By running this overexposed copyright-infringement in a major gaming magazine, the college is openly admitting this was the best its students could offer, making this "course" about as good for your gaming career as having your thumbs chewed off by Jack Thompson. "Gowoon Choi" should have asked that his name not be included in tiny print alongside the edge. After this, he’ll be lucky to get a job washing windows: He'll turn up with his sponges and buckets of water, and they'd say "Sorry, Gowoon, but people have to look at these windows and we don't think you can be trusted with that."

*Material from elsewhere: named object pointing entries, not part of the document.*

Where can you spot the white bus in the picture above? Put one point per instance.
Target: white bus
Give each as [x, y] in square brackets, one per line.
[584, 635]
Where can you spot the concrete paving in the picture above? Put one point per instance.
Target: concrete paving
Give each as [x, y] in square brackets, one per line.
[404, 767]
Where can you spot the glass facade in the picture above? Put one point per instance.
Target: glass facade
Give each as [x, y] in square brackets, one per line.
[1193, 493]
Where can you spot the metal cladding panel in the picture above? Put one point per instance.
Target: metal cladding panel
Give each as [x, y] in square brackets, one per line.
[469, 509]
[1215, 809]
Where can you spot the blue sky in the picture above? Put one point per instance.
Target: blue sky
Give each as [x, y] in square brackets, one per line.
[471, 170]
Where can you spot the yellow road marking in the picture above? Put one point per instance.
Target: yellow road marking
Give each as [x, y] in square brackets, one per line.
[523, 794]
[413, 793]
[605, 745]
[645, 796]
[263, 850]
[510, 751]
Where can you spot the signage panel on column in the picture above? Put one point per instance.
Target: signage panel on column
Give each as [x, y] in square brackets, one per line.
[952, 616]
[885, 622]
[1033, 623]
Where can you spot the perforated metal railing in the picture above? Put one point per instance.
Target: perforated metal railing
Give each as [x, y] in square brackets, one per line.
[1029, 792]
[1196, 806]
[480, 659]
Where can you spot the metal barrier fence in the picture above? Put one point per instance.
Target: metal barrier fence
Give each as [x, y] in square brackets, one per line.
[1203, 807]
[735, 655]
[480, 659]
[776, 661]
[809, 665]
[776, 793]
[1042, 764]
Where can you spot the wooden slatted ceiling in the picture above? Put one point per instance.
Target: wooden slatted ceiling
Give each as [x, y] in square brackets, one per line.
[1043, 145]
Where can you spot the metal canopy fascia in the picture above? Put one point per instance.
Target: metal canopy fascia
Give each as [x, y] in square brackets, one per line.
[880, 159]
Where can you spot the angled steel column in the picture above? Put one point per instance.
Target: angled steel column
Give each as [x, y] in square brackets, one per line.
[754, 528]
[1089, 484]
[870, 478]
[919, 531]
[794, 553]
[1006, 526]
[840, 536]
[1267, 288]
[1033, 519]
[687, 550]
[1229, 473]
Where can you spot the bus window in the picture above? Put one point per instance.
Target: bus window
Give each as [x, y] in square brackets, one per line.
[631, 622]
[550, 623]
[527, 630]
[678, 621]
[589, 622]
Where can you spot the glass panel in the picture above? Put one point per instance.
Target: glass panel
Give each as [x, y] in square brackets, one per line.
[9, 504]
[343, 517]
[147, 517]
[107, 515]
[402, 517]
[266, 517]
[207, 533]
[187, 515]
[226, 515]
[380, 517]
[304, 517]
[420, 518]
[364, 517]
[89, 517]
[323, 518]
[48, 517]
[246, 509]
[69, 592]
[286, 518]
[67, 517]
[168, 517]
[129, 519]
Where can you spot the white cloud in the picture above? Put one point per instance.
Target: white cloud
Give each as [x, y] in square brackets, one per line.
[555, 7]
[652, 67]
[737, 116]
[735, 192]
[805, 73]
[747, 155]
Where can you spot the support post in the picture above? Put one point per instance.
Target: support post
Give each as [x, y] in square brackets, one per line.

The Game You Would Make: The fantasy version of Army Men - taking a classic and overused concept, making it look horribly fake and adding in a heaping dollop of terrible.
7. Full Sailing Backwards

Forget the fact that the college is called “Full Sail” and that the logo is a propeller plane and focus upon this particular ad. You couldn't misuse a controller more completely if you were a gay man playing Dead or Alive Paradise. Full Sail is apparently in search of idiots, because this ad showcases an epic dreamer holding a gaming controller … backwards, in the worst wrong-way-round disaster since a nurse miswired IV and colostomy bags.
This is a real M.C. Escher picture of failure - the longer you stare, the more impossible levels of wrongness are revealed. NO-ONE involved in this game design ad, from the model to the designers to the commissioning college, spotted that the thingy was the wrong way round? You could hand an Xbox controller to loin clothed savages in the depths of the Amazon, and while they might fear it as a soul-stealing machine (and probably be right) they'd eventually hold it the right way round. It's designed to fit in human hands, and if that's not enough of a clue for you and your fellow Zorblaxian shapeshifters all the colored buttons are on one side where you can see and press them.

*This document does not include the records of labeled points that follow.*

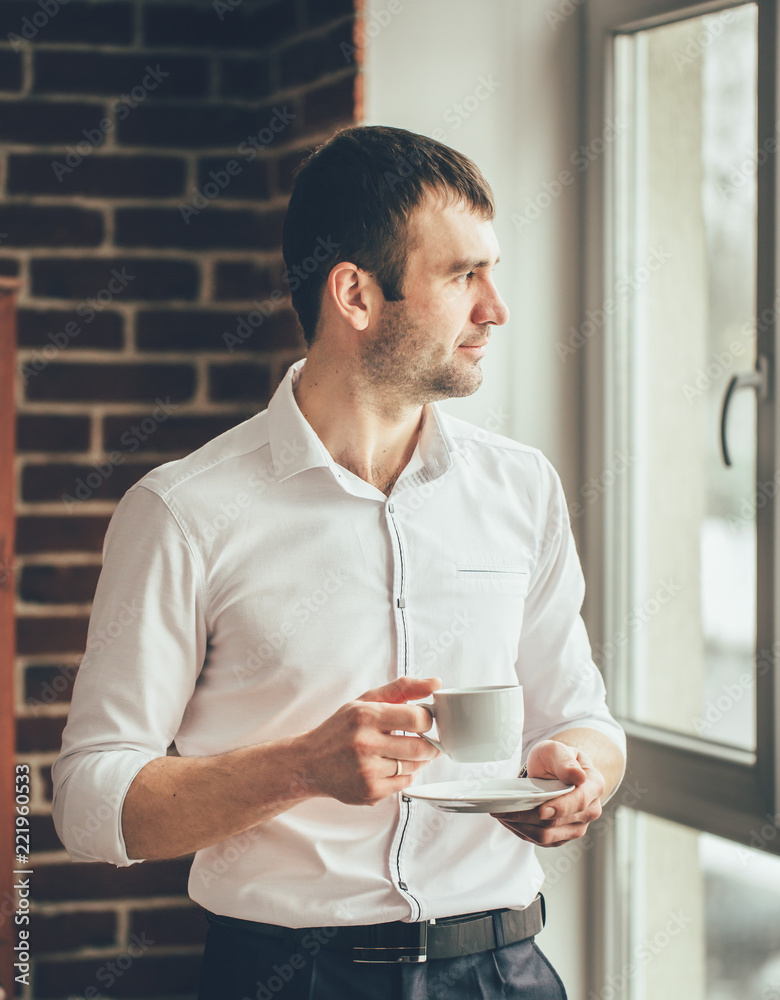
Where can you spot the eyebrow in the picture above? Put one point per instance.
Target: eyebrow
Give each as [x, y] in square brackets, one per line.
[468, 264]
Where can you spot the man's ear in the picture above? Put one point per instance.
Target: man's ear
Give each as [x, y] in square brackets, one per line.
[353, 293]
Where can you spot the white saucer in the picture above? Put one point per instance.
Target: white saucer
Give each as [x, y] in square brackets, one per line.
[495, 795]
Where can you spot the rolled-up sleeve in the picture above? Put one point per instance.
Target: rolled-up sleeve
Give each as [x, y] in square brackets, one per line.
[562, 686]
[145, 649]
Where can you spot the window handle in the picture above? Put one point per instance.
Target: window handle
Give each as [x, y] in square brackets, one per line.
[757, 380]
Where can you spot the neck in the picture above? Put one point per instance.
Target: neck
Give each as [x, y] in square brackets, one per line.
[366, 431]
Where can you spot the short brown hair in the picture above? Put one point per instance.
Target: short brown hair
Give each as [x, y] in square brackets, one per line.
[355, 194]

Oh, and in case there’s a marketing type out there who wants to argue it makes a better picture this way… you are why true gamers hate marketing types.

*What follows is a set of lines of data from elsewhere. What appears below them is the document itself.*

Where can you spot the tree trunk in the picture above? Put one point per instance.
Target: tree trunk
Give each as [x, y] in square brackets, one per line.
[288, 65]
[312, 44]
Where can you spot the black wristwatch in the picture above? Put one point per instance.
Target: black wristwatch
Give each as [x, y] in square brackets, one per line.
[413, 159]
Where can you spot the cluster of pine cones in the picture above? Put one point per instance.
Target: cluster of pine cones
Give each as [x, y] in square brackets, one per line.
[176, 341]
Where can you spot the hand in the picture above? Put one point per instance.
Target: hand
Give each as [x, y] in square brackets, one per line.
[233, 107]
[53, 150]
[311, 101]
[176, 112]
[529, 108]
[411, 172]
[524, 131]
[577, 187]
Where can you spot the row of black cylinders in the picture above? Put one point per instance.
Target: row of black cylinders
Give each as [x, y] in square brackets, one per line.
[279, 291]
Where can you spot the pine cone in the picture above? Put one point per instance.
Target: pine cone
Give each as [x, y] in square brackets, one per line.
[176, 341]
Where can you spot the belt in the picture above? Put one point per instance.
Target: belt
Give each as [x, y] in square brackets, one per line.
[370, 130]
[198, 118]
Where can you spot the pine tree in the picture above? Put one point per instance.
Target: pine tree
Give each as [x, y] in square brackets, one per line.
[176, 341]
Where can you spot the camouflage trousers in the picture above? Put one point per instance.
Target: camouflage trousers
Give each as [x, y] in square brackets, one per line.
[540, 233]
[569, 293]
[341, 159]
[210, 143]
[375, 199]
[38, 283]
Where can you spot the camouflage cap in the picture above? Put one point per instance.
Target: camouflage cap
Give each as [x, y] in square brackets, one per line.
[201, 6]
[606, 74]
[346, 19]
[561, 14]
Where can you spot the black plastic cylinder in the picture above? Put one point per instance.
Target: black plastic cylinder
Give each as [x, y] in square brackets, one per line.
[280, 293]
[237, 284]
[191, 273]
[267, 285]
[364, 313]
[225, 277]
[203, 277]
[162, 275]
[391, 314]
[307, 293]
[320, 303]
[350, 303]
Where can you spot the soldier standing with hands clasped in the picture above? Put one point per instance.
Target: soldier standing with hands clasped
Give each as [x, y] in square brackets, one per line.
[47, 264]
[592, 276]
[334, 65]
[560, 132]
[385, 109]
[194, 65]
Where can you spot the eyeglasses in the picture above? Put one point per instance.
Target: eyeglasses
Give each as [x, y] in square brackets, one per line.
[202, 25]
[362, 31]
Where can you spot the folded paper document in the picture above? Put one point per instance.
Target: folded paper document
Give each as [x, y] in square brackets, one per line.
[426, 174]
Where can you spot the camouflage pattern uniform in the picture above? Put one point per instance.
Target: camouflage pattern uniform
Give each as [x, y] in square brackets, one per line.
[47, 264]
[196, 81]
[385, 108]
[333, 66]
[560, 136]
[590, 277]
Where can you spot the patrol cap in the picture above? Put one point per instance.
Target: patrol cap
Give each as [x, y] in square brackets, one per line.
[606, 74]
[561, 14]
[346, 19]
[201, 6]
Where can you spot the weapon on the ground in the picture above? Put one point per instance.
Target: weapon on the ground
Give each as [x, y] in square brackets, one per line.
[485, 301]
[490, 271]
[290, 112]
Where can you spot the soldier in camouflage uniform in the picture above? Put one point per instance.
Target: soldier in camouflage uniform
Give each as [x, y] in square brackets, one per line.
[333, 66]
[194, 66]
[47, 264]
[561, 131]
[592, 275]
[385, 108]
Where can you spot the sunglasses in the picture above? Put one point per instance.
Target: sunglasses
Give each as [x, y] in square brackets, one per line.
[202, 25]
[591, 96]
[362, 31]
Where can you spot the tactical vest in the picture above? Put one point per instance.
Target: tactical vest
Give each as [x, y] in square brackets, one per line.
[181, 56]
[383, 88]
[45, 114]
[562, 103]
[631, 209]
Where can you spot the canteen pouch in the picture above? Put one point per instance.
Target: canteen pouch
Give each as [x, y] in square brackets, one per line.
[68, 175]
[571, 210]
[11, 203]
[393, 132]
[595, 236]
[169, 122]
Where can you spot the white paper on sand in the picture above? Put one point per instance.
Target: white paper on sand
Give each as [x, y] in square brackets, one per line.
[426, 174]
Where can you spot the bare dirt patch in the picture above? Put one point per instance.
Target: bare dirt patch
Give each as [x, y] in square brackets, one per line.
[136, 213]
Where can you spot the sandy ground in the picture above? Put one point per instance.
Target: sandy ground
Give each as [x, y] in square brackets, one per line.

The Game You Would Make: He's holding the left and right sticks like trigger buttons, so he's making an incredible art-house game where you're a stupid NPC civilian in a shooter where the only things you can do are "crouch" and "re-center the view in front of you." Either that or he's really as stupid as he looks, in which case he'd make "Accidentally eating the cables thinking they're licorice for ages 3 and under.
6. The Art Institute of Pittsburgh

Above: We're not including the ad’s annoying sounds and animation because, unlike everyone else involved in this ad, we're NOT assholes
Nothing says "We know what gamers like!" like an intrusive, obnoxious flash banner complete with sound, except maybe a free case of advanced arthritis of the thumbs. Barbie has brought better games to the table, and at least she doesn't pop up on your browser (or if she does, and you're also reading this site, you're also now on an FBI watchlist).
Add the fact that these casual browser-banner games are to real entertainment what wheelchairs are to ski-jumping (temporarily amusing when it happens but really a tragic disaster) and AIP would have a better chance of attracting real gamers with a World Record Pushup attempt. Doesn’t anyone there realize 99% of real gamers hate this crap? This is like advertising your culinary academy with a picture of a TV dinner.
The Game You'd Make: No one game, but the worst parts of all games. Considering this ad will entice students attracted by noisy flash banner ads, we’re thinking they’ll infest good game design teams just to add unskippable, spinny developer logos, extended cut-scenes and poorly-designed jumping sections between the final save point and the last boss.